Mateusz Morawiecki wygłosi expose i odbędzie się głosowanie nad wotum zaufania dla jego rządu. Sejmowa arytmetyka jest dla polityka PiS nieubłagana. Musiałoby dojść do ogromnej sensacji, żeby Morawiecki wygrał głosowanie. Wszystko wskazuje na to, że przestanie rządzić.
Oto co straci Mateusz Morawiecki
Premier Mateusz Morawiecki na politycznej zmianie straci finansowo. W 2022 roku polityk zarobił w Kancelarii Prezesa Rady Ministrów ponad 285 tys. zł. Tymczasem w ramach diety parlamentarnej otrzymał "zaledwie" 45 tys. zł.

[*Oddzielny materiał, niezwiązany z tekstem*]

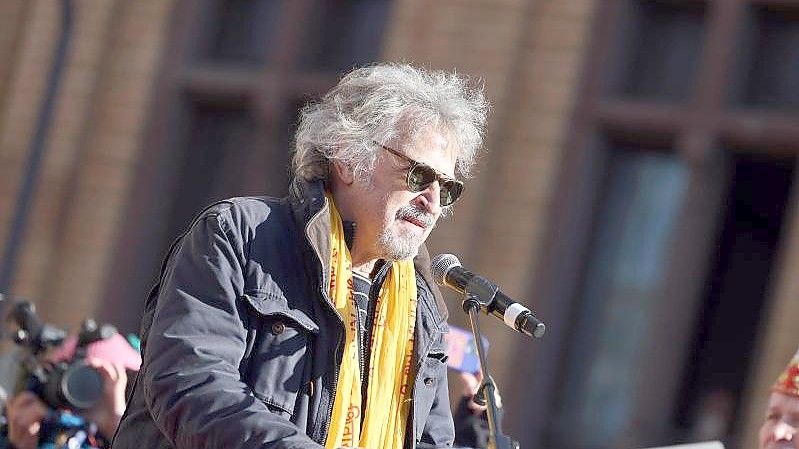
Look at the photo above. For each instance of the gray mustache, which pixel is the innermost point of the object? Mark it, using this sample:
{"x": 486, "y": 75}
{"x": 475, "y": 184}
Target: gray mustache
{"x": 416, "y": 214}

Dalsza część artykułu pod materiałem wideo
Przypomnijmy, że pełna wysokość uposażenia poselskiego wynosi obecnie 12826,64 zł brutto, a dieta parlamentarna 4008,33 zł brutto. Oprócz tego posłom przysługują dodatki: przewodniczącemu komisji 20 proc. pensji, wiceprzewodniczącemu 15 proc. a przewodniczącemu podkomisji sejmowej 10 proc.
Pieniądze to jednak nie wszystko. Po tym, jak Mateusz Morawiecki przestanie być premierem, a zostanie szeregowym posłem, straci ochronę SOP, limuzynę i funkcjonariuszy przypisanych do ochrony domu premiera.
Nie będzie już także uprawniony do VIP-owskiej ochrony zdrowia, czy to korzystanie z rządowego samolotu.
Szef rządu do tej pory miał także do dyspozycji nie tylko Kancelarię Premiera, ale także willę przy ul. Parkowej w Warszawie lub willę Stynka w rządowym ośrodku w Łańsku.
Pieniędzmi premier nie musi się martwić
Premier Mateusz Morawiecki w najnowszym oświadczeniu majątkowym, opublikowanym na początek kadencji, na stronie internetowej Sejmu poinformował, że ma oszczędności w wysokości 88 tys. zł (z uwzględnieniem PPK). Premier posiada także obligacje skarbowe o wartości 4 480 660 zł.
W oświadczeniu majątkowym wykazał, że ma dom o powierzchni 150 metrów kwadratowych o wartości 1,9 mln zł oraz dom o powierzchni 100 metrów kwadratowych z działką i zabudową (ok. 3,5 mln zł) oraz blisko 73-metrowe mieszkanie o wartości 1,1 mln zł.
Morawiecki posiada także 50 proc. własności segmentu (szeregówki), wartość szacuje na 600 tys. zł.
Premier w "składnikach mienia ruchomego o wartości ponad 10 tys. zł" wpisał: zabudowa kuchenna - 60 tys. zł, meble - warte w sumie ok. 295 tys. zł, oraz sprzęt techniczny - w sumie 30 tys. zł.